Cuando los surrealistas (1924) descifraron, a su modo, al capitalismo, pusieron a descubierto el espanto descomunal del absurdo convertido en “realidad” gracias a las más retorcidas estrategias ideológicas de la clase dominante. Lo habían hecho los dadaístas montados en furia y lo perfeccionaron los surrealistas armados con poesía, entre otras muchas herramientas, para destapar conciencias. A su modo y con sus medios actualizaron las advertencias de Marx sobre la avaricia desbocada de la burguesía que tendría expresiones simbólicas no sólo en sus instituciones religiosas, judiciales o militares… sino en sus baluartes culturales y comunicacionales como armas de guerra ideológica.

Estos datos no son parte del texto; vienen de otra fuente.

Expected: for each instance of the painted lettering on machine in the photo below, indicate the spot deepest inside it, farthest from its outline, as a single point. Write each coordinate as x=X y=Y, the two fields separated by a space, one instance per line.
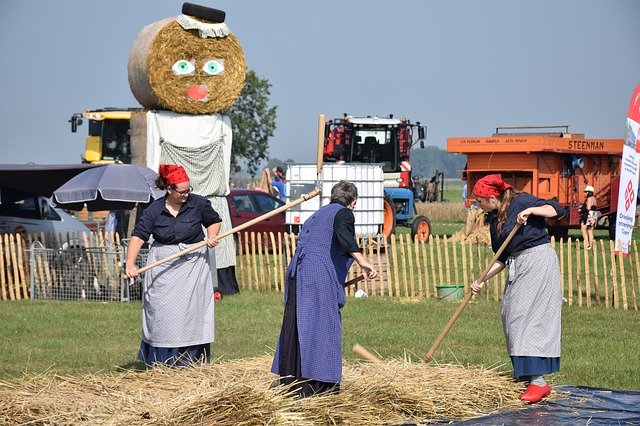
x=586 y=145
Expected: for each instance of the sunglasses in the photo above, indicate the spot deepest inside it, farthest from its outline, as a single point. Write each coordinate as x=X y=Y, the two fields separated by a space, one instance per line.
x=185 y=192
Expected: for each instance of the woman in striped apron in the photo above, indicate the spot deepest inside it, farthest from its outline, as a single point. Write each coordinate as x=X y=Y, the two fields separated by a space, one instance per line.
x=177 y=301
x=532 y=300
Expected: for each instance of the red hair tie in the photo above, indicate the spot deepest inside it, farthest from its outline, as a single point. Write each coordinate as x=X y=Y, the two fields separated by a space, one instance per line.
x=490 y=185
x=173 y=173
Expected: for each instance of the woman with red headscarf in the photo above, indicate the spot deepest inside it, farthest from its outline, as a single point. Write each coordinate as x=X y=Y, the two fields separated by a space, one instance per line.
x=532 y=301
x=178 y=297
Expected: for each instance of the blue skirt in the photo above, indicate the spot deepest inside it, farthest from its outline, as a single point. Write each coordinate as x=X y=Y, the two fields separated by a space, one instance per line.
x=526 y=366
x=174 y=357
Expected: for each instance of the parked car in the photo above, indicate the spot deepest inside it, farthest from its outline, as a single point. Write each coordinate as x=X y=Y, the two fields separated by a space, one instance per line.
x=247 y=204
x=26 y=213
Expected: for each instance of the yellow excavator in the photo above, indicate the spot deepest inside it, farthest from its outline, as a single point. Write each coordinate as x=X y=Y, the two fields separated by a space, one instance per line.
x=108 y=139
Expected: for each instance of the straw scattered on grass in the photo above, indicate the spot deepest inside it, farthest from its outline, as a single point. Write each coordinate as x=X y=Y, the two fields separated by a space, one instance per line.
x=239 y=393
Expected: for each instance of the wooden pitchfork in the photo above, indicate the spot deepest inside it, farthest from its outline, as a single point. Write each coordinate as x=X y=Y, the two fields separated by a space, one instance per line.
x=468 y=296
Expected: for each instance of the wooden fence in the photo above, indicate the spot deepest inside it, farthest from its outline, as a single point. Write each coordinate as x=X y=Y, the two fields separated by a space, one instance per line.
x=406 y=268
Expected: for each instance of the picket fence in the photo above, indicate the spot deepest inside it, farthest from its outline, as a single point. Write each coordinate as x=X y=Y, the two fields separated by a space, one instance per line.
x=407 y=269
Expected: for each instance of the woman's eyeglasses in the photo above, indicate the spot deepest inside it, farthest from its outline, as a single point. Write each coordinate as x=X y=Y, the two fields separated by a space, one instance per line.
x=185 y=192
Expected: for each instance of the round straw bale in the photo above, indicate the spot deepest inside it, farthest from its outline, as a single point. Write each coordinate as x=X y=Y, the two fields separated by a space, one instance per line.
x=154 y=84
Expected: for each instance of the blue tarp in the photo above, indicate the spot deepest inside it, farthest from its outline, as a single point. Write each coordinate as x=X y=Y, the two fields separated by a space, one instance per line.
x=573 y=405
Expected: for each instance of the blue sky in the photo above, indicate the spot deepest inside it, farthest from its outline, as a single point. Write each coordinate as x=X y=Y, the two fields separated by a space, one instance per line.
x=460 y=67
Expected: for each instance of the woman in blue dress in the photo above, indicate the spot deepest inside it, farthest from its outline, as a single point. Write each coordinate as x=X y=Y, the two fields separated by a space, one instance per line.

Todo lo más aberrante del capitalismo se coaguló en los campos de batalla ideológica como una especie de espejos de Alicia donde aquello que parece acercarnos a la emancipación (económica, sanitaria, laboral, educativa…) termina alejándonos, sin clemencia. Metamorfosis que desfigura toda hipotética “buena nueva” para la alegría y la degenera en tristeza, rabia y desesperanza. Y eso nunca es una “buena nueva”.
*Fernando Buen Abad Domínguez. Director del Instituto de Cultura y Comunicación. Universidad Nacional de Lanús.